Luis did not have a single worry about his physical safety, and he refused the pistol that Santos said he should carry. When they reached Sipnget, however, a little apprehension came to him. He was, after all, no longer Luis from the village. He was now one of the region’s wealthiest men. The sun broke through the thin morning haze. The air was rich, compounded of morning dew and the earth that had begun to stir. A new bridge made of unsplit coconut trunks lay across the irrigation ditch, which had been dredged. Santos assured him that the bridge was sturdy, and they drove over it. Then Santos carefully eased the vehicle down the uneven path, over deep ruts made by carabao hooves, which were beginning to disappear. They drove slowly, knowing that Trining in her condition would be uncomfortable at every little bump.
The dry season was over. The huge blotches of burned fields were now mottled with touches of green. The mud holes and even the irrigation ditch alongside the path had dried up, and water lilies, matted and dead, clung to the uneven floor of the ditch. Soon everything in the waterways would stir and the brown would disappear under a blanket of green.
“I came here once, long ago,” Trining said when they were near the dike. They had not spoken much on the camino provincial . “It was November, and harvest time.”
Luis knew well that season when the whole land seemed ablaze with golden fire and the air was brilliant and scented. It did not last more than a month, for the scythe subdued the fields in no time and the fire of torches blackened the fields, singeing the hay to the very skin of the earth.
The trail made a curve, and there, beyond the thin veil of grass, stood the dike.
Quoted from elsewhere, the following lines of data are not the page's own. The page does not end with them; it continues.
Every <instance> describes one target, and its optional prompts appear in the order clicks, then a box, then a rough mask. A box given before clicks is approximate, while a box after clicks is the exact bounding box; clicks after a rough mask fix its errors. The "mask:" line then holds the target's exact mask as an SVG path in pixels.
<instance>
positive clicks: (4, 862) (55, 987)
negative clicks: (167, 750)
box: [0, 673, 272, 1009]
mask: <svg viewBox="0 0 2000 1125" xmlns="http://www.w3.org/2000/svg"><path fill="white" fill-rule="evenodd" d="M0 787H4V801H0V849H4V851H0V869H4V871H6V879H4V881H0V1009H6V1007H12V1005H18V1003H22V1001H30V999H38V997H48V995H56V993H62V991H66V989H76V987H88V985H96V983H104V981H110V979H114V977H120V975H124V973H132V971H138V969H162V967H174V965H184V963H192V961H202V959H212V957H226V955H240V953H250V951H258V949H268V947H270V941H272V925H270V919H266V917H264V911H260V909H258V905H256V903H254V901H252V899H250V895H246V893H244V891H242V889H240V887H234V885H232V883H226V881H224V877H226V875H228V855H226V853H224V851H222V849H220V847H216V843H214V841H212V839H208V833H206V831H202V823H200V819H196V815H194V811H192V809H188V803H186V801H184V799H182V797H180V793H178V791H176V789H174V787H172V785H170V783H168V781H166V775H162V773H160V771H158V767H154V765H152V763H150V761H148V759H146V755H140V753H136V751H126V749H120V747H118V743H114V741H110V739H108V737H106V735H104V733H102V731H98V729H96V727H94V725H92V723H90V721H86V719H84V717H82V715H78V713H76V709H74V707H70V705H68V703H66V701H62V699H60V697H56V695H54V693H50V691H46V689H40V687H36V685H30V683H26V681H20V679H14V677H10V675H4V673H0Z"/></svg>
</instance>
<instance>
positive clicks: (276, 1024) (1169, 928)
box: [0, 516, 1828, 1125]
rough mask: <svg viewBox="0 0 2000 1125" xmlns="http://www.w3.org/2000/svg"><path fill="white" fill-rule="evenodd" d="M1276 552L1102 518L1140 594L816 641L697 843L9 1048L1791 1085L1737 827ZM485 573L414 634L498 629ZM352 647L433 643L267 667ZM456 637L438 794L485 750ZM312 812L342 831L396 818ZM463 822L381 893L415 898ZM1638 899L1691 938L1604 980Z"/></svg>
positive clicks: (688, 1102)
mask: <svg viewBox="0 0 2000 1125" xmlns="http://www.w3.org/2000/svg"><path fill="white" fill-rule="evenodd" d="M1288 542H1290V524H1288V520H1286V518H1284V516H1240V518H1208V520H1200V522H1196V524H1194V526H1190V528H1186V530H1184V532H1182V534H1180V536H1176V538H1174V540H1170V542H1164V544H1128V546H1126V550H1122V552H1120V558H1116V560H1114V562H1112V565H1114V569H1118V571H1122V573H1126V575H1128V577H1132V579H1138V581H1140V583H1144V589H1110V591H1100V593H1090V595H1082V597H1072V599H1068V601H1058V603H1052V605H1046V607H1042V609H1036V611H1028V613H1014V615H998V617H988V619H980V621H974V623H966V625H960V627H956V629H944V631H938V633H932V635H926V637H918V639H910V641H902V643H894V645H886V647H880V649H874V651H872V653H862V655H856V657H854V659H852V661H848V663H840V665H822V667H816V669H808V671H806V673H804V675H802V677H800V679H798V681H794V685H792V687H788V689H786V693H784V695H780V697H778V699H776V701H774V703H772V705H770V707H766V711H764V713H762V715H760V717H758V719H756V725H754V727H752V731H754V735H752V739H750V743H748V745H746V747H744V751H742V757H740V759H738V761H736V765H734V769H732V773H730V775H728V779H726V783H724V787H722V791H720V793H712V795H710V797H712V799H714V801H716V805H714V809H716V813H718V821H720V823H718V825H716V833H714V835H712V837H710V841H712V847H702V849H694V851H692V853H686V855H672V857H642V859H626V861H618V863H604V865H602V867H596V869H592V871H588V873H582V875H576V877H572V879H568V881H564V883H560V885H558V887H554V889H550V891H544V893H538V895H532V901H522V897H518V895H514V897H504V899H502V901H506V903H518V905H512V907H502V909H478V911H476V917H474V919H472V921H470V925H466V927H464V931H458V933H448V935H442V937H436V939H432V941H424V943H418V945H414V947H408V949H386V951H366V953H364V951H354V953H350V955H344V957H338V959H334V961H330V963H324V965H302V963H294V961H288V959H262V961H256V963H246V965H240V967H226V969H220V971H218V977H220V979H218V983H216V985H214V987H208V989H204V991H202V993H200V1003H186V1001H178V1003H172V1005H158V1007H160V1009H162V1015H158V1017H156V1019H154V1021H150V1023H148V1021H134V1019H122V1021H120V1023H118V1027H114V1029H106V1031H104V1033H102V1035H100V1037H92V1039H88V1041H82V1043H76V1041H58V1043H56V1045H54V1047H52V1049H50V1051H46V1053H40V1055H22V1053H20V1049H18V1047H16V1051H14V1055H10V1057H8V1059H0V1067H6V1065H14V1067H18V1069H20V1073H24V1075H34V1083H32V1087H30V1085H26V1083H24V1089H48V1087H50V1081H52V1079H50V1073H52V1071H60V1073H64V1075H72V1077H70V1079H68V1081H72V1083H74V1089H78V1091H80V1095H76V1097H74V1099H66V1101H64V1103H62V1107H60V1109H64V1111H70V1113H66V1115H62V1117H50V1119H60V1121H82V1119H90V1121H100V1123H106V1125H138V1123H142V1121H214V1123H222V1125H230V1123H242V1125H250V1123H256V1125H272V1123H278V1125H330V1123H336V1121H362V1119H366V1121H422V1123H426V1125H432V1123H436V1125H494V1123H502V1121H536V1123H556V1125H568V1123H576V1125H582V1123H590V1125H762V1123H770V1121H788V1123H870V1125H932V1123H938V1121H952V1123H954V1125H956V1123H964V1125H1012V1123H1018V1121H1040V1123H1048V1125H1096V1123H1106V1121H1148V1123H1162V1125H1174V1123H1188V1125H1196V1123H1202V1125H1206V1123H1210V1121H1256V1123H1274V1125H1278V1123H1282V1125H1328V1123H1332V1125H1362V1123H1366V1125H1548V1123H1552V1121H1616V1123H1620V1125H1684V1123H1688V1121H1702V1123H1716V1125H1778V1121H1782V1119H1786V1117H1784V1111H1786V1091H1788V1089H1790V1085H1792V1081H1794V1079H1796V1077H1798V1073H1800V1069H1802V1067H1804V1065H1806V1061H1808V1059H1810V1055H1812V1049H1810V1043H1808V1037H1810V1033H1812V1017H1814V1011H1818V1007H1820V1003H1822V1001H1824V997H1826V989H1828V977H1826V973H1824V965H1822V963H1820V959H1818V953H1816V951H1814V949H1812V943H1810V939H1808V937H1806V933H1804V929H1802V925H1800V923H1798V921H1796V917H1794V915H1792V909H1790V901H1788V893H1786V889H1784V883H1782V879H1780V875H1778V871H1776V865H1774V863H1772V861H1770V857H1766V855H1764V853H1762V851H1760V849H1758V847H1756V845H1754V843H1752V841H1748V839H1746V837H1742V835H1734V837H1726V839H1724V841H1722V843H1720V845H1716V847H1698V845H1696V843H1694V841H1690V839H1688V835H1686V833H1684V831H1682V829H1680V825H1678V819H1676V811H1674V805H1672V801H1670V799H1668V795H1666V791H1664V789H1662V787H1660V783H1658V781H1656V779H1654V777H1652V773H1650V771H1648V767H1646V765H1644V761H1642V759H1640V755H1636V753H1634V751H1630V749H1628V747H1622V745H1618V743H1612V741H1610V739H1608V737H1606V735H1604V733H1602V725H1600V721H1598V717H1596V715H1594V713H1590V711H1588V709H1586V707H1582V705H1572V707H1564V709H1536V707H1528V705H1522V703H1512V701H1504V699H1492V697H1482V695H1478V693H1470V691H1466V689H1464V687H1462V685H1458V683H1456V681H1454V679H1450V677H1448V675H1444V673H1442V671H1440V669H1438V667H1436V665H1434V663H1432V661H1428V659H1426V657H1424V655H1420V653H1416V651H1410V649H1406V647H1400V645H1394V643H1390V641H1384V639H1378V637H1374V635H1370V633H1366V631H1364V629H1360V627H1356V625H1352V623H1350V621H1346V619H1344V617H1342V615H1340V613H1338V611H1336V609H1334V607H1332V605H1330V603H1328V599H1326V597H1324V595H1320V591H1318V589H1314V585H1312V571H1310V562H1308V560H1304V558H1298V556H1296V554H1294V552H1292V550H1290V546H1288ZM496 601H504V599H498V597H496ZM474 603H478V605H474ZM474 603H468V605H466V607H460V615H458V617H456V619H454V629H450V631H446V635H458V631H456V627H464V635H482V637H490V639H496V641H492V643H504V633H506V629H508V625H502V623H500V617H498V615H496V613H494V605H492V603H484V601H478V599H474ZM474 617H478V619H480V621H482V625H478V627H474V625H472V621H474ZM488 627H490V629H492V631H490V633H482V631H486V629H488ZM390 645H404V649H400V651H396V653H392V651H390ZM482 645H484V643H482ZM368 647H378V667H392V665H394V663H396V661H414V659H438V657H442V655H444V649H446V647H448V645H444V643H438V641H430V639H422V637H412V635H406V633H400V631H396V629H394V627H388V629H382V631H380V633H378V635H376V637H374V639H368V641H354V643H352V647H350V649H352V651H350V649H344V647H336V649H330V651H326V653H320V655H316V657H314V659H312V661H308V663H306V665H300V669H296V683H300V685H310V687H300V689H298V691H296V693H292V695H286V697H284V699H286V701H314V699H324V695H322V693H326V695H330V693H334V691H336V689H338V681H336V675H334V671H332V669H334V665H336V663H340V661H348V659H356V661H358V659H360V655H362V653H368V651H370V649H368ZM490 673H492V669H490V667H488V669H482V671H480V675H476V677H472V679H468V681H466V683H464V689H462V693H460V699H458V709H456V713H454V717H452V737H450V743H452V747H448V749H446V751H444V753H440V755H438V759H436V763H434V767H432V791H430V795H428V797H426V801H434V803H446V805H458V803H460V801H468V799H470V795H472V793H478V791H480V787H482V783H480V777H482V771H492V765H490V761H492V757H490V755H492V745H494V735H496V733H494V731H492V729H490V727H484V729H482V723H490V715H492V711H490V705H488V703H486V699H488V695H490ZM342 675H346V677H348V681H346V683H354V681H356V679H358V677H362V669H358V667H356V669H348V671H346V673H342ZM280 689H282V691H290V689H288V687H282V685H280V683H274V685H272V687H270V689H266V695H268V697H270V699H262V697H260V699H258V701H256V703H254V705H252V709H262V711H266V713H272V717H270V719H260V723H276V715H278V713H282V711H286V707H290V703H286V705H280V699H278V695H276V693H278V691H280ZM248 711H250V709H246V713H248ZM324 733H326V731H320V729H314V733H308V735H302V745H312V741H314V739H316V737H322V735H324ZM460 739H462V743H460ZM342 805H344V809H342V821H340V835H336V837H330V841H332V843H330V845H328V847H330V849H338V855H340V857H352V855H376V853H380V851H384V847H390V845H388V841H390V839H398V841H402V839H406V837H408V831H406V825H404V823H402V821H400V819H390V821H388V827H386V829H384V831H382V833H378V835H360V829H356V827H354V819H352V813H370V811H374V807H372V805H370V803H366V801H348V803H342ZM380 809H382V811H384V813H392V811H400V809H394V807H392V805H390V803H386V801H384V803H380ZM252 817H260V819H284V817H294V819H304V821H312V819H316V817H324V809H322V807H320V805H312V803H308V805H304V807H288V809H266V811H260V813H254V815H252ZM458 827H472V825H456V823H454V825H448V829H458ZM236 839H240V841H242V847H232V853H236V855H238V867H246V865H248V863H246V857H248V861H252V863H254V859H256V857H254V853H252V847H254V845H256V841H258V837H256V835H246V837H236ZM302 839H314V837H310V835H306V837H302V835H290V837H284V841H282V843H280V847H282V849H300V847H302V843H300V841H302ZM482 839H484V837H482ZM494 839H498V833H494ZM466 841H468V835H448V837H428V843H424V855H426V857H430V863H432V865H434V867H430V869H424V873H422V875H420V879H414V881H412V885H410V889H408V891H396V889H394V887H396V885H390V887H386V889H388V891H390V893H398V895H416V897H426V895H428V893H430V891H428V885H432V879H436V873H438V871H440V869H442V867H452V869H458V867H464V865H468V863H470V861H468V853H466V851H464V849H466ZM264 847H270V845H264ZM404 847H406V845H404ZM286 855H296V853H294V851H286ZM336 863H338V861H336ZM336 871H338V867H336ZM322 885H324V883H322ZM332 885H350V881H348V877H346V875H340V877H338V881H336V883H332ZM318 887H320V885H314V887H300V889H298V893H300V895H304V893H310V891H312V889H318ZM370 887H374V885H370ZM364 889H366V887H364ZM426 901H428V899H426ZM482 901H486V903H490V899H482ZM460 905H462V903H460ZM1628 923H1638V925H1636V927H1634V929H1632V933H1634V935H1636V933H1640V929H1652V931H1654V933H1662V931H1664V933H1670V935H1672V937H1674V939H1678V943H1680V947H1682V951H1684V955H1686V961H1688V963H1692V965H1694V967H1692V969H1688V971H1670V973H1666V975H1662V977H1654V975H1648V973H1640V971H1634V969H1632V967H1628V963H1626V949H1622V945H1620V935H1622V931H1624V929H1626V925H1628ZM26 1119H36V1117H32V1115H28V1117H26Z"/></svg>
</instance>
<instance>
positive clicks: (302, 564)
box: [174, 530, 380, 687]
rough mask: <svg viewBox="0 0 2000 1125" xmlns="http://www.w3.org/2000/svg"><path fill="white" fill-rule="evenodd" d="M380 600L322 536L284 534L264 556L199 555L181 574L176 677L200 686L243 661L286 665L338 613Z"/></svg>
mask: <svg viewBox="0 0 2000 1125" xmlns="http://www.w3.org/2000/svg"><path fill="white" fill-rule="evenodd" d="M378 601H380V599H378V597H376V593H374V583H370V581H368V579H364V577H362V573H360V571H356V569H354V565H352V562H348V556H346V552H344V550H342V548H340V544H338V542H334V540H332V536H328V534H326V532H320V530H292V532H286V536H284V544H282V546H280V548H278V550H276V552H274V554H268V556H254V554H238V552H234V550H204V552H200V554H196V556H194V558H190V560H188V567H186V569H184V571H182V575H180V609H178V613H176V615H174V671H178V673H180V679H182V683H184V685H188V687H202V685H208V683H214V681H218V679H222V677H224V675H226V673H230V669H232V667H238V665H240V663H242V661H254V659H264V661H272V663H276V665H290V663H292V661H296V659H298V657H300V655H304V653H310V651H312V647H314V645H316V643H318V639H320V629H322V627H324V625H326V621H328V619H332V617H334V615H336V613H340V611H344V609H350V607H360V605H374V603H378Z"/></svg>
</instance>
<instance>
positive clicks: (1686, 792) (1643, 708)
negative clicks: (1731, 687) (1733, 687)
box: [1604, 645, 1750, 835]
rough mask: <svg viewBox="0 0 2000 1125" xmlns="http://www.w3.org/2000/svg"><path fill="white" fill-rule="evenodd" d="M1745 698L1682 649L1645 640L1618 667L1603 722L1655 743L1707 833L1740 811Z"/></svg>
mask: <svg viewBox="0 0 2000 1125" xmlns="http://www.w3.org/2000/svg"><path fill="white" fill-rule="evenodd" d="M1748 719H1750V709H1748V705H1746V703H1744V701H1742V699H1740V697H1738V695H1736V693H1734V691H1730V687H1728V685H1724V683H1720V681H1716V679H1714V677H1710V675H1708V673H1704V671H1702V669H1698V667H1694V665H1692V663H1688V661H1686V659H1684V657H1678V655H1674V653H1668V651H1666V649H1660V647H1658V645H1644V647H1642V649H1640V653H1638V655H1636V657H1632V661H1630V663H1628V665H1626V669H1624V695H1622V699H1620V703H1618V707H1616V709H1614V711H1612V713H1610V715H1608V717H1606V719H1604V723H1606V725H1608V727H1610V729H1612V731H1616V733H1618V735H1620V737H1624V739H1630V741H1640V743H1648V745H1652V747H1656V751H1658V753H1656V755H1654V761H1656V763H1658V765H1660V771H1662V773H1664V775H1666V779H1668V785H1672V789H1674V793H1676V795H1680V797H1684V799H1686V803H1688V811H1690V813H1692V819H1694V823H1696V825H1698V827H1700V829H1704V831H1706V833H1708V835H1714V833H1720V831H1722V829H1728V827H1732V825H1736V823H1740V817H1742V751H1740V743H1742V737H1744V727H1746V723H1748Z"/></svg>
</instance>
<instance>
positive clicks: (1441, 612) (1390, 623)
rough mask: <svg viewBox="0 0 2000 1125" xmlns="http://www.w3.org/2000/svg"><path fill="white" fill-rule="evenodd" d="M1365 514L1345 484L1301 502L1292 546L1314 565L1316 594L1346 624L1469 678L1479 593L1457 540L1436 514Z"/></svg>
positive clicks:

The old duhat tree and the buri palms were gone. Luis was not surprised. With the people of Sipnget no longer there, it was natural that the landmarks would also be erased. They stopped in the shade of a stunted camachile tree, and Luis helped Trining out of the jeep. She smoothed the creases from her skirt, and for a moment, as if in pain, she held her belly and did not move. “Don’t you think you should stay here with Santos and wait for me?” Luis said. “I can go alone, I know the place. It is quite a walk, but I should be back in three hours.”
Trining was resolute; she left several sandwiches for Santos and followed Luis toward the dike. The path that led to Sipnget was completely obliterated. The dying grass hid every trace of the old path. Even the clean straight lines that sled runners and bull-cart wheels had etched upon the dike had been wiped out. He held her hand as they went up. The sun was still soft and mild, and although they had both walked a considerable distance, they were still fresh, free from the ravages of heat and humidity. Once she stumbled as she stepped on a loose clod, but she quickly braced herself and, clinging to Luis, went up the dike. How thorough the destruction of Sipnget was! Not a single tree, acacia or palm, stood where the village used to be. The tractors of his father had done a tidy job — the furrows were immaculate and straight. They went down to the stubble field, and for Trining, the walk on the plowed earth was extremely difficult. There was no path to the river except through that brown serrated land. They reached the riverbank after great difficulty and looked down on the delta, silver and brown in gashes of sun. He turned around and saw how all the trunks of buri had been removed. There was no curtain of grass, no mound.